Incoming officers and directors will be installed at the December monthly chapter meeting immediately following election.

 

Section 8. Removal and Vacancies

Any officer or director who fails to adhere to the ethical standards established by the International Coach Federation can be removed from office by a 2/3 vote of the Board.

 

Any vacancy on the Board may be filled at the discretion of the President. The President may appoint a new member of the Board, subject to a majority vote of approval of the existing Board.  The appointment so approved will pertain until the following December, when the seat will be filled by the normal election process. In the event that the President cannot complete his/her term, the President-Elect will step in to fill the office for the remainder of the term. The President-Elect will then have the option to run for a complete term of office.

 

Section 9. Board of Directors Meetings

Meetings of the Board of Directors will be at the places and times decided by majority vote of the Board.  The President may call a special meeting at any time. The President shall call a special meeting of the Board upon request of a Board member to do so.

 

All Board Meetings shall be open to all members in good standing.  Exception to this rule arises when a Special Meeting is called, in which the President, with unanimous consent of the Board, shall declare the meeting closed or shall call for a truncated meeting, which will be partially closed. To call for a closed or truncated meeting, the President must notify the membership at least one week in advance of the scheduled Board meeting.

 

On matters that require a vote, the President will only vote in the event of a tie.

 

Section 9. Committees

The President may appoint committees, either standing or ad hoc, in order to effectively and efficiently further the stated purposes of the organization.  The establishment of any committee must first receive the approval of the Board by way of a majority vote.

 

Section 10. Meeting Procedures

Questions about Board proceedings at meetings shall be determined by Robert’s Rules of Order (revised), except where such rules conflict with the laws of Washington, DC. The Secretary will maintain a copy of Robert’s Rules of Order (revised) and will act as parliamentarian as needed to establish parliamentary order.

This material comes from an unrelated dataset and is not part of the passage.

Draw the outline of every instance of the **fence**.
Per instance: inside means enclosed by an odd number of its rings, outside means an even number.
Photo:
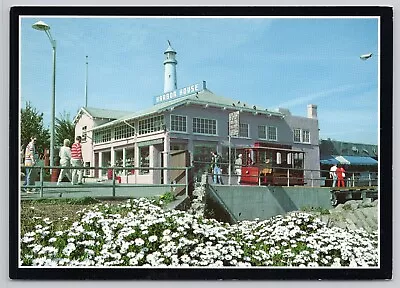
[[[211,171],[211,162],[206,162],[206,161],[193,161],[193,166],[194,166],[194,173],[199,174],[199,173],[208,173],[211,176],[211,179],[213,178],[214,174]],[[200,169],[198,167],[201,167]],[[209,169],[205,170],[204,167],[209,167]],[[224,183],[231,183],[232,178],[237,179],[238,175],[234,173],[234,170],[232,169],[231,173],[224,173],[224,171],[229,171],[229,163],[224,162],[221,163],[222,167],[222,174],[220,174],[222,177],[228,179],[228,181],[224,181]],[[232,164],[231,167],[233,168],[234,165]],[[246,166],[242,166],[246,167]],[[253,166],[257,167],[257,166]],[[258,166],[259,168],[262,166]],[[329,178],[328,175],[330,175],[329,170],[319,170],[319,169],[299,169],[299,168],[286,168],[286,167],[281,167],[281,166],[270,166],[268,167],[272,170],[280,170],[280,171],[285,171],[285,176],[275,176],[276,179],[280,179],[281,181],[279,182],[285,182],[286,186],[290,186],[290,183],[292,183],[291,180],[297,179],[298,176],[295,176],[295,172],[302,172],[301,174],[303,175],[304,182],[311,187],[320,187],[320,186],[327,186],[326,182],[330,182],[331,179]],[[200,171],[199,171],[200,170]],[[280,173],[283,174],[283,173]],[[321,175],[327,175],[327,177],[321,176]],[[377,186],[378,185],[378,173],[377,172],[370,172],[370,171],[346,171],[347,177],[344,178],[345,186],[346,187],[359,187],[359,186]],[[246,177],[254,177],[258,178],[258,183],[259,186],[262,185],[262,177],[260,175],[254,175],[254,176],[249,176],[246,175]],[[231,179],[229,179],[231,178]],[[285,181],[283,181],[285,180]],[[282,185],[284,186],[284,185]],[[332,186],[332,185],[329,185]]]
[[[21,165],[21,169],[23,169],[23,171],[26,171],[26,168],[30,168],[30,173],[32,173],[32,171],[38,171],[39,172],[39,183],[38,185],[36,184],[37,181],[35,181],[35,184],[30,184],[30,183],[26,183],[27,185],[23,185],[21,183],[21,188],[24,189],[39,189],[39,196],[42,198],[44,197],[44,194],[46,193],[46,190],[52,190],[51,193],[60,193],[59,191],[62,191],[62,193],[74,193],[76,192],[75,190],[80,188],[80,187],[84,187],[84,188],[110,188],[111,193],[108,196],[112,196],[112,197],[116,197],[117,195],[117,190],[118,189],[122,189],[122,188],[140,188],[140,187],[148,187],[148,188],[168,188],[170,189],[170,191],[175,191],[175,189],[181,187],[182,190],[185,190],[185,195],[188,196],[189,195],[189,187],[191,184],[192,179],[190,179],[190,175],[191,175],[191,169],[193,167],[61,167],[61,166],[33,166],[33,167],[27,167],[27,166],[23,166]],[[105,177],[87,177],[87,176],[83,176],[83,179],[85,179],[85,184],[83,186],[73,186],[73,185],[56,185],[56,182],[51,182],[51,181],[45,181],[45,172],[46,171],[51,171],[52,169],[66,169],[66,170],[86,170],[86,169],[93,169],[93,170],[107,170],[110,171],[111,170],[111,179],[108,179],[107,176]],[[184,182],[185,183],[176,183],[176,182],[172,182],[172,183],[167,183],[167,184],[161,184],[161,180],[163,179],[162,177],[160,177],[160,183],[129,183],[128,178],[126,178],[126,183],[117,183],[116,180],[118,180],[118,176],[117,175],[117,171],[121,172],[121,171],[142,171],[142,170],[150,170],[150,171],[160,171],[161,173],[163,173],[164,171],[173,171],[173,170],[181,170],[181,171],[185,171],[184,174]],[[82,172],[83,173],[83,172]],[[52,174],[52,173],[50,173]],[[128,173],[123,173],[123,174],[128,174]],[[37,175],[32,175],[35,178],[37,177]],[[51,175],[50,175],[51,177]],[[22,180],[22,179],[20,179]],[[118,181],[119,182],[119,181]],[[140,182],[140,181],[139,181]],[[146,181],[145,181],[146,182]],[[59,190],[59,191],[57,191]]]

Robert’s Rules of Order (revised) may be suspended by a majority vote of the Board or members in good standing of the organization present at a meeting at which a quorum is present.

 

Section 11. Majority

The Board will have a majority of members present in order to conduct official business.

 

Section 12. Legal Purpose

Notwithstanding any other provision of these articles, the purposes for which the corporation is established are exclusively religious, charitable, scientific, literary, and educational within the meaning of Section 501 (c) (6) of the Internal Revenue Code of 1954 or the corresponding provisions of any future United States Revenue laws.

 

Section 13. Excluded activities

Notwithstanding any other provision of these articles, this organization shall not carry on any activities not permitted to an organization exempt from Federal Income Tax under Section 501 (c)(6) of the Internal Revenue Code or the corresponding provisions of any future United States revenue laws.

 

Section 14. Dissolution

In the event of the dissolution or final liquidation of the Chapter, its remaining net assets will be distributed to ICF for use consistent with its tax-exempt purpose and for the benefit of ICF Chapters, thus no part of such net assets may inure to the benefit of any individual member or person.

 

 

ARTICLE IV: DUTIES OF THE BOARD OF DIRECTORS

 

Section 1. President

The President shall preside at all meetings of the Board and of the organization.  The President shall sign any instruments, contracts, or other documents which may lawfully be executed on behalf of the Board.

 

Section 2. President-Elect

In case of the absence or disability of the President, or at his/her request, the President-Elect shall perform all of the duties of the President.  The President-Elect shall perform such duties and have such authority as from time to time may be assigned by the President or the Board.

 

Section 3. Secretary

The Secretary shall maintain official meeting minutes and proceedings of the Board and the Organization and will manage administrative responsibilities for the chapter. The secretary holds the policies and procedures, which will be published periodically on the Organization’s website. The Secretary shall also perform other duties and have such authority as assigned by the President or Board.

 

Immediately following elections, the Secretary shall send a list of all current elected officers and members of the Board to the Chapter Coordinator at chapters@coachfederation.org along with the current address of the Treasurer for receiving rebates.  The ICF office should receive this at least two (2) weeks before the end of the quarter.

Section 4. Treasurer

The Treasurer shall perform the organization’s official financial transactions and keep accurate books of the organization’s accounts.  The Treasurer will present for the Board a financial report at its meetings.

 

The Treasurer will also submit an annual Chapter financial report to the ICF within thirty (30) days of the Chapter’s designated end of the fiscal year.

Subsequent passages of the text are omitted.